My father used to tell me that, when trying to make a point, tell them what you are going to say, then say it and then tell them what you've said. Growing up, I tried to follow this advice, but found that my elders and later my peers, rarely had enough patience to tolerate such a wordy, formal approach. In time, I learned to assess their attention spans and to conform the structure of my arguments to those limits. In the process, I found that such a fluid approach is more successful than Dad's classic rhetorical style.
As an author, it is good that you know the point that you are trying to make and it is even better that you have divided that point into a series of progressive assertions which build a case for your conclusion. But none of that frees you from your other obligations as a writer. You must engage your readers and make their passage through your creation energetic, lively, and drudgery free. By using foreshadowing and deferred explanation, you should make them hungry for future pages while keeping each current page fast paced, concise and definitive.
One sentence which delivers your assertion in minimal words yet with perfect clarity, is infinitely superior to three or more, less artistically-crafted sentences, following the classic argumentative style. With modern attention spans, even that perfect sentence might be better delivered as a bullet point.

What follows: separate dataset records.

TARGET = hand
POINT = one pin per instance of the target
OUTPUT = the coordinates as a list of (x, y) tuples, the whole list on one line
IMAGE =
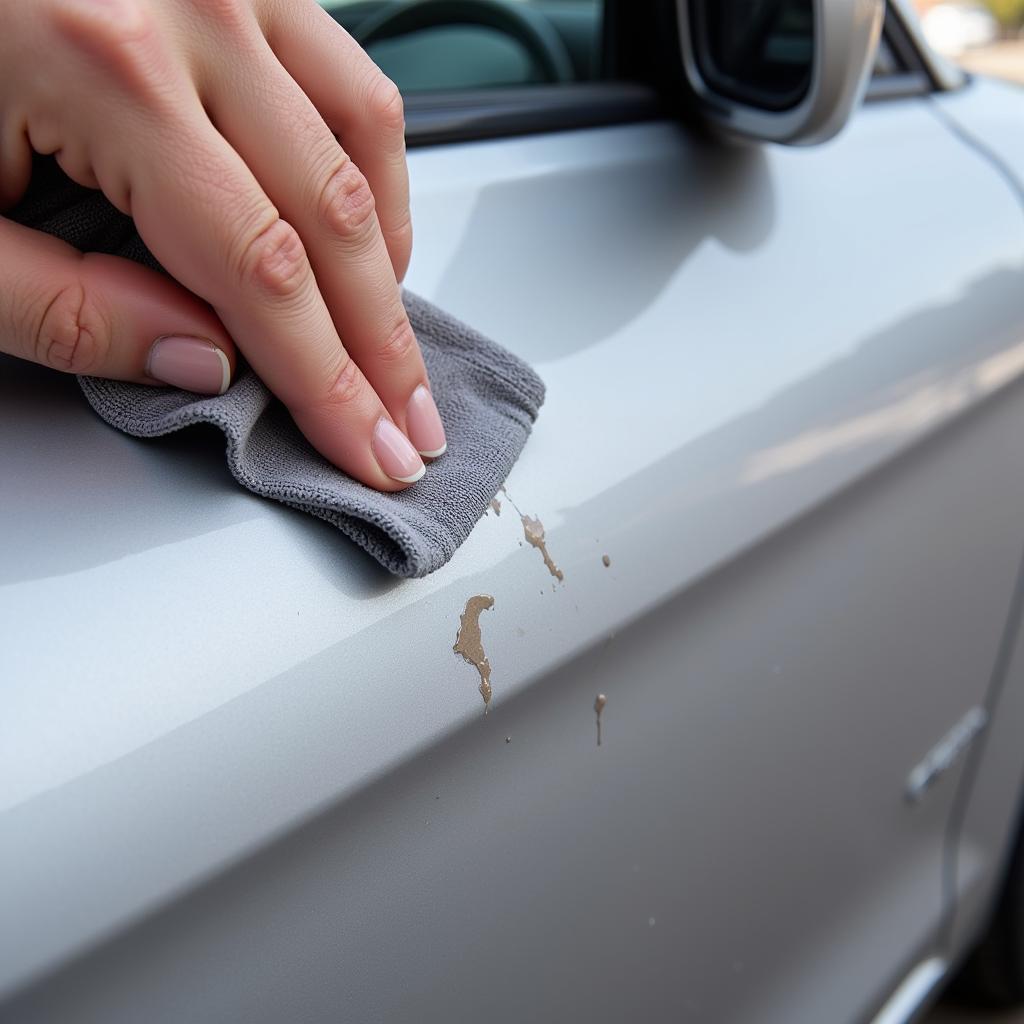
[(213, 124)]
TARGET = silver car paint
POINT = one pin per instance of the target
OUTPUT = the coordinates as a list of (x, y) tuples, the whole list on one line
[(784, 399)]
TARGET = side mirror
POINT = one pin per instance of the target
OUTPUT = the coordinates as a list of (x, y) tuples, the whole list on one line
[(782, 71)]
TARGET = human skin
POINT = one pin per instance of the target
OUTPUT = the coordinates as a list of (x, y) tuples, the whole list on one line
[(261, 155)]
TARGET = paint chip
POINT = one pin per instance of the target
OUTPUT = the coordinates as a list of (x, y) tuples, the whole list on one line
[(599, 701), (469, 643)]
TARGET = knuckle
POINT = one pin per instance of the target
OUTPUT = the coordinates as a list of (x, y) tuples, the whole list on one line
[(275, 261), (346, 204), (120, 34), (347, 387), (71, 335), (399, 345), (386, 109)]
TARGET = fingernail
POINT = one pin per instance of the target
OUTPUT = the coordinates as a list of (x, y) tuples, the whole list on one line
[(394, 455), (192, 364), (424, 423)]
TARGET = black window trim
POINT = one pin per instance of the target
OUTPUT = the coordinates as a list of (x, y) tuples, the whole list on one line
[(436, 118)]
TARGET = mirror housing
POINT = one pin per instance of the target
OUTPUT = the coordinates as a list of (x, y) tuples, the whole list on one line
[(799, 105)]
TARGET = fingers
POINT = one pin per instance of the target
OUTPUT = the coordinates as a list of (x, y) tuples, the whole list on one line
[(359, 104), (105, 316), (326, 198), (205, 217)]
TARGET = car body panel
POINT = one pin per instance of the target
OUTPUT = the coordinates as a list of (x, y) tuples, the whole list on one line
[(781, 401)]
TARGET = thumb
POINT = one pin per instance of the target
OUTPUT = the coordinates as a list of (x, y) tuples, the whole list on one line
[(105, 316)]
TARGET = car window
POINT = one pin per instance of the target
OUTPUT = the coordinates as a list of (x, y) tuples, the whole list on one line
[(436, 45)]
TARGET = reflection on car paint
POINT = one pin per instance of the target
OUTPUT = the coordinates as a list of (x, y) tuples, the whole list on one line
[(469, 643)]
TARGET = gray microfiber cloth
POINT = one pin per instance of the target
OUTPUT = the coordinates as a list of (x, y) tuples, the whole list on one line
[(487, 399)]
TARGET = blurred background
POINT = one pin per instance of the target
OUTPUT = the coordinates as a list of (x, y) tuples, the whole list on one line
[(984, 36)]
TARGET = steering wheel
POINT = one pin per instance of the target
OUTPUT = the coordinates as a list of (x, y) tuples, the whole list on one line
[(526, 27)]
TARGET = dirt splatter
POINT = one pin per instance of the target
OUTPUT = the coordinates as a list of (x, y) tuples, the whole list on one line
[(469, 643), (599, 701), (534, 530)]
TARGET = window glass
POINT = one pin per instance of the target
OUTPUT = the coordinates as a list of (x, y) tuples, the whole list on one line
[(432, 45)]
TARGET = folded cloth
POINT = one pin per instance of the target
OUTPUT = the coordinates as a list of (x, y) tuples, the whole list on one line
[(486, 396)]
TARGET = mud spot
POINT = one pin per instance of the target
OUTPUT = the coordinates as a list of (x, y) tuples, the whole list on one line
[(534, 531), (599, 701), (470, 644)]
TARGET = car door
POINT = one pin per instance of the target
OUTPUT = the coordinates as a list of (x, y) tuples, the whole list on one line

We are living in an age when the guardians of publication have been dethroned and absolutely everyone can now see their words in print. That has led to
a radical decline in the average quality of what gets published, but it has also led to a loosening of the classic rules which shackled authors in the past. We now have the opportunity to use the full toolkit of writing tools on every writing challenge. Embrace your non-fiction with a fiction writer's mindset, carefully managing the attention and emotions of your reader, and you will deliver your argument more conclusively than with other, drier methods.